Cuando Coranke regresó de la cacería, Nara le contó todo, ya que era necesario hacerlo, y el cacique decidió quedarse en casa durante el tiempo en que el Chullachaqui había prometido regresar, para proteger a Nara y a su hija. Así lo hizo. Coranke reforzó su arco con una nueva cuerda, afiló sus flechas y rondó los alrededores de la cabaña todos esos días. Una tarde, mientras Nara estaba en la chacra de maíz, el Chullachaqui se le apareció de repente.

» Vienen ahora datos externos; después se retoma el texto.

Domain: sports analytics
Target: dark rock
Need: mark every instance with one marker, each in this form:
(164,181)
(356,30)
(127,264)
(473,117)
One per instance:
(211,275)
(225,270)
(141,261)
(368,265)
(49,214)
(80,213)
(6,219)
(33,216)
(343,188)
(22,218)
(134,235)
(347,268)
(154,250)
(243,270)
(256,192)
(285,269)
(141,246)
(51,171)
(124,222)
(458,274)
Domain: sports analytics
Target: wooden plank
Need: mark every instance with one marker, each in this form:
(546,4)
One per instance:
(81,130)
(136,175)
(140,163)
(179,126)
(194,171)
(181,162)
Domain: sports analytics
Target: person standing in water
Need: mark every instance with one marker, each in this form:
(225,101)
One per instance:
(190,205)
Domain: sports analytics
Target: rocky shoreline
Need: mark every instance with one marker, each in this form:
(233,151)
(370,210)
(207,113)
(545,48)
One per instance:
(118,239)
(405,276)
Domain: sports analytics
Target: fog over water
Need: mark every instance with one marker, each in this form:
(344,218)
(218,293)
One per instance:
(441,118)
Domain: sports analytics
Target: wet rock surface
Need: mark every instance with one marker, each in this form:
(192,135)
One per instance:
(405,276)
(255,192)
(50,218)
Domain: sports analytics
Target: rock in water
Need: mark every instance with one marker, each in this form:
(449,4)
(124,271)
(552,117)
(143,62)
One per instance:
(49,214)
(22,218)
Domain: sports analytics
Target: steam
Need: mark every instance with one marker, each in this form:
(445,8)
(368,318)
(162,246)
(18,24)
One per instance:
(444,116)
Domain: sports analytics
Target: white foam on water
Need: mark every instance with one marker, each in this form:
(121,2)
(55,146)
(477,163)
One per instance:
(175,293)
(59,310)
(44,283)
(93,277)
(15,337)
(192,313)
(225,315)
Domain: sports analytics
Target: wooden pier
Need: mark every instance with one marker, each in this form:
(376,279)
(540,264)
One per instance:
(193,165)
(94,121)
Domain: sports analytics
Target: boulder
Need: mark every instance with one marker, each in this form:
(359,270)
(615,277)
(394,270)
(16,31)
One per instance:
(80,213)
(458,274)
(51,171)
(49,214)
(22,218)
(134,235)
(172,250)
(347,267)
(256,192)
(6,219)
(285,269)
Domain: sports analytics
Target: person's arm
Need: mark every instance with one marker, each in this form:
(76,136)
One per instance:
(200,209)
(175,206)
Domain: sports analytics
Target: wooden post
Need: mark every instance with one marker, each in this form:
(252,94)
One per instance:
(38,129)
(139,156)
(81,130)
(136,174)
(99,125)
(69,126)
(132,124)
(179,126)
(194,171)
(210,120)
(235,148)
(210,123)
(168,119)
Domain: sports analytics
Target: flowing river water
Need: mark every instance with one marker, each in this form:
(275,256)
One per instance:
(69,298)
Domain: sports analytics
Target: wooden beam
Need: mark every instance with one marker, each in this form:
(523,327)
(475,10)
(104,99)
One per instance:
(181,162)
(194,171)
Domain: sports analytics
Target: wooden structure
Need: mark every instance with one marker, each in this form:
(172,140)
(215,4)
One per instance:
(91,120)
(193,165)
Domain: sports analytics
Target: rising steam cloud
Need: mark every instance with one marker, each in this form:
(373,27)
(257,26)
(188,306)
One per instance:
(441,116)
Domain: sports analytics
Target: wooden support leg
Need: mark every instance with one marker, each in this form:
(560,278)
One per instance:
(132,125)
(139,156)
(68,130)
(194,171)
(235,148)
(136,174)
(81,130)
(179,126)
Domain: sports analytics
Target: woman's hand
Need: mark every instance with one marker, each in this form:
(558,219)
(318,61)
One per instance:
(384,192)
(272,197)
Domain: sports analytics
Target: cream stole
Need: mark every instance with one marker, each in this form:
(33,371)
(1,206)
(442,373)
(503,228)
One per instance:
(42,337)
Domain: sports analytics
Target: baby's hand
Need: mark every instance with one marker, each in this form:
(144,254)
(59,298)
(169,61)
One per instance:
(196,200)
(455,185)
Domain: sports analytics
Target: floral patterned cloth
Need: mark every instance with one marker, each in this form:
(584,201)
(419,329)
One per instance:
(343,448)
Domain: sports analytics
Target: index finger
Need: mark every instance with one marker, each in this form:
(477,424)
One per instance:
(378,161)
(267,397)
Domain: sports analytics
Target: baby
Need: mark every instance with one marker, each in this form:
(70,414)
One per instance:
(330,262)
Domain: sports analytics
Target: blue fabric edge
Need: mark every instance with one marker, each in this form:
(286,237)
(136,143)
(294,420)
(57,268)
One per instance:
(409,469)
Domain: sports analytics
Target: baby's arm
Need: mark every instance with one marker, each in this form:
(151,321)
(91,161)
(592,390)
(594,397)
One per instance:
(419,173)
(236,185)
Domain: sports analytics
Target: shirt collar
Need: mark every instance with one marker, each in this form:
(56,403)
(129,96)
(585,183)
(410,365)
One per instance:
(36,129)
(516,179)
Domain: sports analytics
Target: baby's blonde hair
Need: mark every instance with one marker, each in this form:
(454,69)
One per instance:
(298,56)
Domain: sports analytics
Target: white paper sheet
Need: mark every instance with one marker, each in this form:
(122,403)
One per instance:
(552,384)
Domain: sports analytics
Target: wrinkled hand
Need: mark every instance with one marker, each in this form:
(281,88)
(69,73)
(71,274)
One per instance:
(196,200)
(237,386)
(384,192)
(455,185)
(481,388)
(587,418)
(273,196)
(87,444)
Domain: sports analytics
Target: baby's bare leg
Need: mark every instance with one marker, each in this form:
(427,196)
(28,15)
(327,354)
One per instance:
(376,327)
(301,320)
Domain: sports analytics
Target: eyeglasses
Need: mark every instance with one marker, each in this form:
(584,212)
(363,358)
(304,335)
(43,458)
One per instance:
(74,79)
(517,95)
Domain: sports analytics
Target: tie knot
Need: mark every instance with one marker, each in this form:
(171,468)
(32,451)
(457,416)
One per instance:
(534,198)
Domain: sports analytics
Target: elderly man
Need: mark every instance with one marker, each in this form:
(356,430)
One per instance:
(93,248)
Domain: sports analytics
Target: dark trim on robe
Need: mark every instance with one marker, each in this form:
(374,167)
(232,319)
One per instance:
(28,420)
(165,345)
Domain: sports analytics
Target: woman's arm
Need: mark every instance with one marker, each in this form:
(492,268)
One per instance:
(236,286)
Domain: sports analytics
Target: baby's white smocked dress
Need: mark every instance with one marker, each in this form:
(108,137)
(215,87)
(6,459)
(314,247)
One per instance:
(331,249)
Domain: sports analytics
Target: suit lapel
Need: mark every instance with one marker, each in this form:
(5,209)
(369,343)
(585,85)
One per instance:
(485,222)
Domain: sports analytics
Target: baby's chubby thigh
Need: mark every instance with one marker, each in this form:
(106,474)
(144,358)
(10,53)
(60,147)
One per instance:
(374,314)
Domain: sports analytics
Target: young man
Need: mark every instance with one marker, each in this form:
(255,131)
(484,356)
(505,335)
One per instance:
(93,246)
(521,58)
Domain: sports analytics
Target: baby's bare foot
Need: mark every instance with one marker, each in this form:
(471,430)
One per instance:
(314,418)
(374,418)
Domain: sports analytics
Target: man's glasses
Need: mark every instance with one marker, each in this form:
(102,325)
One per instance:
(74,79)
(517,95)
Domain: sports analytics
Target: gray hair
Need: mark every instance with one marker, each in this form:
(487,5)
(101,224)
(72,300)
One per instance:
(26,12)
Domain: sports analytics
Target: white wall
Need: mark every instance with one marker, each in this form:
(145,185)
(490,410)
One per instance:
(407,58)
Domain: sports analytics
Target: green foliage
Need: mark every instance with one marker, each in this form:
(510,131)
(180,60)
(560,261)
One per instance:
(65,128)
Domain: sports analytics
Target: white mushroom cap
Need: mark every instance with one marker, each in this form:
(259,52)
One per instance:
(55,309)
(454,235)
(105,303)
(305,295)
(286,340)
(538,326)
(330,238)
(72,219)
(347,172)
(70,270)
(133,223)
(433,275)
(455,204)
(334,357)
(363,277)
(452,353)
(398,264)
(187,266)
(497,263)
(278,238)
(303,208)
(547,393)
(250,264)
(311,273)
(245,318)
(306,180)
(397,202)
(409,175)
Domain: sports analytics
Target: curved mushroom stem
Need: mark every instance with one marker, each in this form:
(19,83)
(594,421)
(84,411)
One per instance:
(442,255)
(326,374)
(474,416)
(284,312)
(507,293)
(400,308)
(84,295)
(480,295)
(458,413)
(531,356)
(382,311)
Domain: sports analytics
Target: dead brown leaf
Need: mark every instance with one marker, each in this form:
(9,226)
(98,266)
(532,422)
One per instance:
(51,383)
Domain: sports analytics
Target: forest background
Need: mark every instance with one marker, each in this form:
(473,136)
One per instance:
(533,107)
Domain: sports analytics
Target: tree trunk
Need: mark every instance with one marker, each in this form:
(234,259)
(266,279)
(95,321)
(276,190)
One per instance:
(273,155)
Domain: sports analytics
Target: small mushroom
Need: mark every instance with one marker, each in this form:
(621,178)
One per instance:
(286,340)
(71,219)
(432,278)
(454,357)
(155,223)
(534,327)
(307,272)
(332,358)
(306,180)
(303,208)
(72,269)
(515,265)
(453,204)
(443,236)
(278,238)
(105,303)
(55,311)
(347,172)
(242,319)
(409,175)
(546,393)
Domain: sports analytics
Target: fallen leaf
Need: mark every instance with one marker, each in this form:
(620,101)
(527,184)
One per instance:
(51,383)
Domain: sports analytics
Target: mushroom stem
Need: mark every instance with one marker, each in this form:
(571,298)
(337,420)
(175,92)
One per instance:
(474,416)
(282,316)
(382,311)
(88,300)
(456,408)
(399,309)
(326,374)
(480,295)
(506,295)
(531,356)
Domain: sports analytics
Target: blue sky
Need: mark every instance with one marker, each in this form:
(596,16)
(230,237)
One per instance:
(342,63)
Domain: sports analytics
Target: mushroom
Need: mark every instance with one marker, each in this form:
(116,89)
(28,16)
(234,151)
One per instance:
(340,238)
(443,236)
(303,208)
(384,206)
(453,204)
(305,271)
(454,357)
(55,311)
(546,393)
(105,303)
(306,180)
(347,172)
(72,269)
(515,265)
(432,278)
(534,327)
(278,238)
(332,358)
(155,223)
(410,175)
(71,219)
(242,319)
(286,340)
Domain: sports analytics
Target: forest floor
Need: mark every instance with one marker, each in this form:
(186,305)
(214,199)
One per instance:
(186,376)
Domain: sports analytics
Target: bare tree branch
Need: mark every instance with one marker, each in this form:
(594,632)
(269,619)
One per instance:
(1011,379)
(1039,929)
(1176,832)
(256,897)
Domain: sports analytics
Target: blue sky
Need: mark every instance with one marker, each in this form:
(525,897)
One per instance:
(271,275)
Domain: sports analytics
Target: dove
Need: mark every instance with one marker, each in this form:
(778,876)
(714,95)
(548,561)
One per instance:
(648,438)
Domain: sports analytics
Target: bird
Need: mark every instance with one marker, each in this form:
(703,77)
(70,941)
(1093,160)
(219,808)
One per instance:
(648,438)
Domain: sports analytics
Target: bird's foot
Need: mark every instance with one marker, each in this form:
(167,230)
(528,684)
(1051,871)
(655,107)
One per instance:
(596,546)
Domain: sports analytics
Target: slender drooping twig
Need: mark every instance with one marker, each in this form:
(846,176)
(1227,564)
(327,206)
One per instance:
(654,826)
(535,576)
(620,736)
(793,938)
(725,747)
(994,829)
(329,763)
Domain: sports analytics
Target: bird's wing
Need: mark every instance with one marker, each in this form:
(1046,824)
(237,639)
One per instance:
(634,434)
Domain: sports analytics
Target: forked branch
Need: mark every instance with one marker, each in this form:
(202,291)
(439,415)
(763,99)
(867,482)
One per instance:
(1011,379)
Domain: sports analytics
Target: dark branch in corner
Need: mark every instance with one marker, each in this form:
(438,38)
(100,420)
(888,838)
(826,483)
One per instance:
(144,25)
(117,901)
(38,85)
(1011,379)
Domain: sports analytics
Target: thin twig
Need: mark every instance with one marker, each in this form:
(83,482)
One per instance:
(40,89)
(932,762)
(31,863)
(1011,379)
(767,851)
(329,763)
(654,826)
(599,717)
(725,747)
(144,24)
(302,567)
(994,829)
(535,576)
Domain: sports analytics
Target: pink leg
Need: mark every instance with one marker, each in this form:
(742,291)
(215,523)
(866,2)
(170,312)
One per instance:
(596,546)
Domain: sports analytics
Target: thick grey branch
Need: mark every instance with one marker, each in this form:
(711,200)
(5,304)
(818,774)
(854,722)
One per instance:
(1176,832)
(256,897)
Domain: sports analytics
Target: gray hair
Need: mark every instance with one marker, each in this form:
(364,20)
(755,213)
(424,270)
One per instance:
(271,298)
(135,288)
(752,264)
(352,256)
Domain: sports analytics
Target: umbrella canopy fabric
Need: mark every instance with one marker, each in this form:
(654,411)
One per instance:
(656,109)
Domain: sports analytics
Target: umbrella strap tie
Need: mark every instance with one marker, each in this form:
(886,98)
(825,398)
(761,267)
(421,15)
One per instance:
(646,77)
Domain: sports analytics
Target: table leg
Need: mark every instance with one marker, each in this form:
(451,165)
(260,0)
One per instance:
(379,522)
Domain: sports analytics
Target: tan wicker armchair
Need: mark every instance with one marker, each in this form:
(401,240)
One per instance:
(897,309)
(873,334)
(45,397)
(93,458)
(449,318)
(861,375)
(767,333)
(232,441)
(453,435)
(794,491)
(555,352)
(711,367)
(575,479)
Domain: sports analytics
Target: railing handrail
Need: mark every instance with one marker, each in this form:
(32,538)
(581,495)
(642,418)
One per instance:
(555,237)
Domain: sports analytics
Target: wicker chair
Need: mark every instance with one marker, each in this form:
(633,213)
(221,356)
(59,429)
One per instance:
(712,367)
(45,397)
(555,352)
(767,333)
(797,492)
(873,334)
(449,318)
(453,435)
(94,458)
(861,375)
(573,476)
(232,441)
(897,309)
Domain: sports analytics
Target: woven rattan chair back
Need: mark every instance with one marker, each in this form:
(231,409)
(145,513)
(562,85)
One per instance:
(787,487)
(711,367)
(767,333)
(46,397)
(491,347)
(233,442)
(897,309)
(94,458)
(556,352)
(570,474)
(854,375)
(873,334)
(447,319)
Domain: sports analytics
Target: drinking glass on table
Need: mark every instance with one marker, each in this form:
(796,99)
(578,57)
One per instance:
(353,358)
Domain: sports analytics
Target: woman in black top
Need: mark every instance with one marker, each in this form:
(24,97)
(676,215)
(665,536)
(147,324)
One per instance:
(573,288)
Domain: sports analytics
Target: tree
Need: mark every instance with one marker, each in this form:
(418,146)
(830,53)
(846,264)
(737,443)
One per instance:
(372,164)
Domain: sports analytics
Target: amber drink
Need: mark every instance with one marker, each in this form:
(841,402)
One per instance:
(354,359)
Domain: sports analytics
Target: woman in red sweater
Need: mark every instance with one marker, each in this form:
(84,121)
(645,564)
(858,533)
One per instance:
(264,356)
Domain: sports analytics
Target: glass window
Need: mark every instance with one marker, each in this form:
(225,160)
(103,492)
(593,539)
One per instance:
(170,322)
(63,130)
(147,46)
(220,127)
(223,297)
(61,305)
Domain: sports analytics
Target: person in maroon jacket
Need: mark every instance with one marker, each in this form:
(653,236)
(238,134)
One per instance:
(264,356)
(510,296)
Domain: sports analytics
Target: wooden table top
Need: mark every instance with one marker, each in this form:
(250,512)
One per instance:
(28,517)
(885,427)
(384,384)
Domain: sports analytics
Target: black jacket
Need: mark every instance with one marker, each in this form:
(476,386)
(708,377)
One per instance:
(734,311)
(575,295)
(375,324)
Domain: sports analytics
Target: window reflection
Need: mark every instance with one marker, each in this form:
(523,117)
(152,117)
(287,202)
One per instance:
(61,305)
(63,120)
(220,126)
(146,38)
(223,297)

—Ven conmigo —le instó—, esta es la última vez que te lo pido. Si no vienes, convertiré a tu hija en un pájaro que lamentará eternamente en el bosque, siendo tan esquivo que nadie podrá verlo, pues el día en que sea visto, se romperá el hechizo y volverá a ser humana… Ven, ven conmigo, te lo pido por última vez, si no… Pero Nara, superando el impacto que le produjo la amenaza, en lugar de seguir al Chullachaqui, se puso a llamar: —Coranke, Coranke…

El cacique llegó rápidamente con el arco tenso y la flecha lista para atravesar el pecho del Chullachaqui, pero este ya se había escapado desapareciendo en la espesura. Los padres corrieron hacia el lugar donde dormía su hija y encontraron la hamaca vacía. Y desde la frondosidad ruidosa de la selva llegó por primera vez el angustioso grito: «Ay, ay, mamá», que dio nombre al ave hechizada.

Nara y Coranke envejecieron rápidamente y murieron de pena al escuchar la voz afligida de su hija, convertida en un esquivo pájaro que permanecía inalcanzable incluso a la vista. El ayaymama ha continuado su canto, especialmente en las noches de luna, mientras que los habitantes del bosque siempre acechan la espesura con la esperanza de liberar a este desafortunado ser humano. Es triste que hasta ahora nadie haya logrado verlo… Así concluye la leyenda del ayaymama.